Now, let’s see a 19 th-century complex of prison buildings situated in a nearby park. Here we can look at a very interesting building of penitentiary, modelled on the famous Berlin prison, ‘Moabit’, built between 1845 and 1951. At that time it was the newest prison in Europe and probably in the world too. Today, it is a maximum security prison. So far, no escapes have been reported.

Now, let’s enter to a Roth Park, called after the name of the partner city in Germany, situated in an area of a former hospital cemetery. Here we can find two monuments of nature: a unique bald cypress ( Taxodium distichum ) and English ivy ( Hedera helix ). Strolling along the bank of the pond, we pass the remnants of a statue of heroes from the interwar period. Moreover, there is also a renovated sepulchral figure dated to 1915.

Just behind the trees we can notice Neo-Gothic buildings of the Joseph Rostek Hospital, that was used until 2003. Opposite the hospital we can see a modernistic villa that belonged to a medical adviser, Waldemar Orzechowski. Today it houses a kindergarten.

In Staszica Street we can admire numerous eclectic tenant houses representing the north –German Neo-Baroque, built between 1890 and 1900 and Secessional tenant houses in Sienkiewicza Street. The latter were designed by Herman Arwinski in 1906.

Sienkiewicza Street takes us to Jagiello Square, where St Notburgi’s Welfare Services House is located. On the right we pass the edifice of Bank Slaski, built in the 1930s and joined to the building of Internal Revenue built in 1880. Nowadays, only a row of columns in the Doric order and frescos with floral decorations can give an impression of its glamour.

Next, we move forward to a park. On the left there is a Neo-Gothic donjon and well-preserved fragment of the defence walls.

When walking through Dlugosz Square we get to Zborowa Street with a winery founded in 1872.

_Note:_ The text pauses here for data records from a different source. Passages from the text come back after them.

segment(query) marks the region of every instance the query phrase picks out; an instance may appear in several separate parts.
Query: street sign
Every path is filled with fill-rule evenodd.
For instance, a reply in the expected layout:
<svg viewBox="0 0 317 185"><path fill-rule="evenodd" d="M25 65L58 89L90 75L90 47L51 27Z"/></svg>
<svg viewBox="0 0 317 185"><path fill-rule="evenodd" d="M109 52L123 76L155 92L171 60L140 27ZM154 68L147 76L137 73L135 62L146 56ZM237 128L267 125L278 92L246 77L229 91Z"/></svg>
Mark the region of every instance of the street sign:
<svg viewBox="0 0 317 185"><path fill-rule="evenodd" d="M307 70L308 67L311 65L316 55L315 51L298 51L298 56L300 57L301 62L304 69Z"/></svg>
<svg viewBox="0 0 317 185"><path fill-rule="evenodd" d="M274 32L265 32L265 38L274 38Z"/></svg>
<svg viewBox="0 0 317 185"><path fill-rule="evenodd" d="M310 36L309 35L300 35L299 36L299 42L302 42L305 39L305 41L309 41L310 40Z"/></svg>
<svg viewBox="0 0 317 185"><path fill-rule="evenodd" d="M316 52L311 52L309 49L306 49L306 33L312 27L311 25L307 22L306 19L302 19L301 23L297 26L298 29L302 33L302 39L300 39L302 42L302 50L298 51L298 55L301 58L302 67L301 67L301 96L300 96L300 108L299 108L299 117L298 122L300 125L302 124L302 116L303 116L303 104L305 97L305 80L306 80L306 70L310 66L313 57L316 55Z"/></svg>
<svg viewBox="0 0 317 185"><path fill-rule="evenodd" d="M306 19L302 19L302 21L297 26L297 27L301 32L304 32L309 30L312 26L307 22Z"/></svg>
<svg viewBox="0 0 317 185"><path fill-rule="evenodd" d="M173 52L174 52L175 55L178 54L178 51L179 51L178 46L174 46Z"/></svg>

In Adam Mickiewicz Street we can find a statue of Joseph von Eichendorff, a late romantic poet from Lubowice. The statue unveiled in 1994 is a faithful copy of the monument that disappeared in mysterious circumstances in 1945.

Then, let’s move towards the town square. On the way via Dominican Square we pass a green in Szewska Street. During the war there was the last Jewish synagogue in Raciborz.

At the end of our trip we recommend visiting St Jacob’s church with a baroque sepulchre chapel of von Gaschin. The vault is decorated with stucco art (1635 –55) and contains the coat of arms as well as an altar made from black marble. In front of the church we can once again see a statue of John Nepomucen from 1720.